China issues national guidelines for court handling of AI disputes

New judicial guidance in China establishes a default fault standard for AI harms, shifting the burden of proof to victims while leaving copyright questions unresolved.
China’s Supreme People’s Court has released a comprehensive set of guidelines to standardize how courts handle legal disputes involving artificial intelligence. The document, issued on September 7, provides a national framework for assessing liability in cases where AI systems cause harm, such as through deepfakes, privacy breaches, or defamatory outputs. This move aims to resolve inconsistencies that have arisen as Chinese courts have faced a growing number of AI-related cases in recent years.
The guidelines do not create new legislation but instead offer interpretive directions for applying existing laws, including the Civil Code and the Personal Information Protection Law. By establishing a unified approach, the court seeks to bring clarity to a legal landscape that has previously seen varying outcomes across different jurisdictions. The guidance covers a wide range of issues, from personality rights to the use of AI in autonomous vehicles and judicial proceedings.

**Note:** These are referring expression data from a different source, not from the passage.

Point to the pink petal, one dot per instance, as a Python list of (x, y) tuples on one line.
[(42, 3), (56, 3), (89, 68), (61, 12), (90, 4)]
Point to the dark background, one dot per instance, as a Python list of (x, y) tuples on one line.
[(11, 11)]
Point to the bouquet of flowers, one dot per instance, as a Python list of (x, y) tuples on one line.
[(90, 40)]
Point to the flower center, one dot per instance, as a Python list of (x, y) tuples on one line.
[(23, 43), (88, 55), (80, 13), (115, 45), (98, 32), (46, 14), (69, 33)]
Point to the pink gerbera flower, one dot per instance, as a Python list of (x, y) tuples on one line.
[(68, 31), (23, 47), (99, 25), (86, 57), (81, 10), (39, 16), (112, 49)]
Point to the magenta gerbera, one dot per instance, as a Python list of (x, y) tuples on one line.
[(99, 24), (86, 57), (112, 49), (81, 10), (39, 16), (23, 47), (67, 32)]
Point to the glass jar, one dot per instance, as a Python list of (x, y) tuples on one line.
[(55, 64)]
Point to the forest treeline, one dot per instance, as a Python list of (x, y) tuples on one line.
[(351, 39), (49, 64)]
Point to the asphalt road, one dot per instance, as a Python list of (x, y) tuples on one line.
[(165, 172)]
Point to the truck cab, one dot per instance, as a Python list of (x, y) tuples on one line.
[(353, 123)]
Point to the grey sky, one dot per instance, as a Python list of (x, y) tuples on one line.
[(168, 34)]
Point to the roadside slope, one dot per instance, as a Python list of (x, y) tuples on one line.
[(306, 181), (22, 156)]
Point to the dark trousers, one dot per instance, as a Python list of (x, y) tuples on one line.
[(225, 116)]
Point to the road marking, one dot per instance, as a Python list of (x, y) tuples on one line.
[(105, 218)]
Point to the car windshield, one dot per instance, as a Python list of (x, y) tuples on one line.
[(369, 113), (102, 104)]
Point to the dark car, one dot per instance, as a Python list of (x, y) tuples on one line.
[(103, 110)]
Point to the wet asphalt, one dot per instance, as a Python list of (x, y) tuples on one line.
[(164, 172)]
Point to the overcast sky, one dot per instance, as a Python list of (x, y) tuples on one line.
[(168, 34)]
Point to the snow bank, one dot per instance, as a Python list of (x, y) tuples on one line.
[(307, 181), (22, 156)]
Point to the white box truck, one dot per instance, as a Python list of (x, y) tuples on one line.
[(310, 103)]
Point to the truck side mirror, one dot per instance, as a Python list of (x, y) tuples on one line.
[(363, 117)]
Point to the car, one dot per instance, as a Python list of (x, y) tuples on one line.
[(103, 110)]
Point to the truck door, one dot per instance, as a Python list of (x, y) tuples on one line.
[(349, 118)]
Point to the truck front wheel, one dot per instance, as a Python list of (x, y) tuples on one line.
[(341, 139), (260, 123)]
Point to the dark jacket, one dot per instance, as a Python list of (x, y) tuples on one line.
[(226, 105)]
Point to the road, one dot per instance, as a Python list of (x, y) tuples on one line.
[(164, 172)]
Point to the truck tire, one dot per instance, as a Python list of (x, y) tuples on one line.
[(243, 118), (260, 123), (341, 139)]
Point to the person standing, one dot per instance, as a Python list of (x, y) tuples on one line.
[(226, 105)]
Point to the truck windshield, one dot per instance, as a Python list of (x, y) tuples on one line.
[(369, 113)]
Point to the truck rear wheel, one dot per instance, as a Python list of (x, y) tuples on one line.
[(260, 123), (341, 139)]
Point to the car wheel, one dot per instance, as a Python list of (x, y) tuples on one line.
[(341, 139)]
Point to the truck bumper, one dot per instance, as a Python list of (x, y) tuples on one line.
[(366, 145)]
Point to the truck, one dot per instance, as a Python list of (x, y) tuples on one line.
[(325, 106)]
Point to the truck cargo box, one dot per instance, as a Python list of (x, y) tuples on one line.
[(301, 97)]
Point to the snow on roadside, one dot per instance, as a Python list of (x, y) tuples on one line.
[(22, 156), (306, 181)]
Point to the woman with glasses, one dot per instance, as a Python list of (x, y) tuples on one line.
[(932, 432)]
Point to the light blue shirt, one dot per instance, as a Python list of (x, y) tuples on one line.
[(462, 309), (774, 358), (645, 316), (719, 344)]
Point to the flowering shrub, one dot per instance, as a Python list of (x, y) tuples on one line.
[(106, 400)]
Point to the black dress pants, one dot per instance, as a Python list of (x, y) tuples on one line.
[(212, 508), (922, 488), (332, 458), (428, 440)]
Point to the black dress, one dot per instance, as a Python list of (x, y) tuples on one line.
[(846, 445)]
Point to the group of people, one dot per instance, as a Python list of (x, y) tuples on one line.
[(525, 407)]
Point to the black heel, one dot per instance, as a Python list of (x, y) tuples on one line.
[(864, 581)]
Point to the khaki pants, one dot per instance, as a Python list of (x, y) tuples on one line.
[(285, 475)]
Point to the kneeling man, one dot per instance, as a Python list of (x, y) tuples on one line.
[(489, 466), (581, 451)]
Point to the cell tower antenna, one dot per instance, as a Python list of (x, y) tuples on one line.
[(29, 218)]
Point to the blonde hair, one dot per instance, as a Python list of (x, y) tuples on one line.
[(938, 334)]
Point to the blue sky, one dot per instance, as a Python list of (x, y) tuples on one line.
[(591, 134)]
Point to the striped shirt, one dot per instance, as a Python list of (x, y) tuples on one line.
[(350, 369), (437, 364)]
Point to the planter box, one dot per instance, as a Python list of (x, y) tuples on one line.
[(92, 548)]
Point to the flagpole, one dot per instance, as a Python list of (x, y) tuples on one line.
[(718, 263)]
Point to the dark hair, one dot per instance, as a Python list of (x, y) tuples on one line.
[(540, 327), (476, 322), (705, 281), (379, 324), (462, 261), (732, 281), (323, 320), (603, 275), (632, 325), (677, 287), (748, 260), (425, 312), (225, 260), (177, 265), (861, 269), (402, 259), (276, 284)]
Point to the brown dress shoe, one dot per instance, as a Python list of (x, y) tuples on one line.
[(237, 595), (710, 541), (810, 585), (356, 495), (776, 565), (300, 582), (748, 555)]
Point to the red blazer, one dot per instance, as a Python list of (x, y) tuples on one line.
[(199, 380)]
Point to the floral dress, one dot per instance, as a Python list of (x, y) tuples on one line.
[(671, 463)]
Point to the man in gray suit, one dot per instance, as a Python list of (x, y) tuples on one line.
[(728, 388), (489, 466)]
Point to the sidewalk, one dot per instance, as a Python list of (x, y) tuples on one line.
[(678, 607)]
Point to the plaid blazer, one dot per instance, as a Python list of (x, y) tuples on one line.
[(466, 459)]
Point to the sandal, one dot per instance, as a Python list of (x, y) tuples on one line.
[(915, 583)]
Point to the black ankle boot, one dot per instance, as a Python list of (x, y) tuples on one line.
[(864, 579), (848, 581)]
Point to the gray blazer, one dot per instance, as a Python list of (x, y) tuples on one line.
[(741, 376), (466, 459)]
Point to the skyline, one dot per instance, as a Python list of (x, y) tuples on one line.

Victims must prove fault for AI harms
A central feature of the new guidance is the establishment of ordinary fault liability as the default rule for AI-related torts. Under this standard, the party claiming harm must demonstrate that the defendant was at fault. This differs from strict liability regimes, where the defendant is held responsible regardless of intent or care. The court stated that this approach is intended to prevent excessive legal burdens on developers and providers during an early stage of technological development.
For consumers and victims, this creates a significant hurdle. They must now prove that the AI provider failed to take reasonable precautions or that the system’s autonomy and transparency contributed to the harm. The guidelines direct courts to consider specific factors, such as the level of system autonomy, the risks involved, and the measures taken to prevent damage. This trade-off protects industry innovation but places a heavier evidentiary burden on individuals seeking compensation.
Human actors remain legally responsible
The guidelines explicitly reject the idea of AI as a legal actor. The system itself cannot be held liable; instead, responsibility falls on the humans and entities involved in developing, providing, or using the technology. This means that companies and individuals remain accountable for the outputs generated by their AI tools. The fact that a machine produced the harmful content does not serve as a defense for the parties who deployed it.
This stance aligns with a broader global trend of holding developers and users accountable for AI behavior. However, it also highlights a gap in the current legal framework. As AI systems become more autonomous, determining the precise point at which human control ends and machine autonomy begins remains a complex legal challenge. The guidelines provide a starting point but leave room for interpretation in edge cases.
Copyright and training data remain unsettled
Despite the broad scope of the guidelines, key questions regarding intellectual property and model training data remain unresolved. The document does not provide a definitive answer on whether using copyrighted material to train AI models constitutes infringement. This omission reflects the ongoing debate over the legality of training data usage, a topic that continues to generate litigation in various jurisdictions.
According to GN technics/ai (en-US), the guidelines serve as a judicial policy document rather than formal legislation. This legal status allows for flexibility but also means the rules can evolve as technology changes. China has not yet enacted a comprehensive AI law, so these guidelines act as a critical bridge between existing statutes and the rapid advancement of artificial intelligence. The approach balances the need for legal certainty with the imperative to foster technological growth.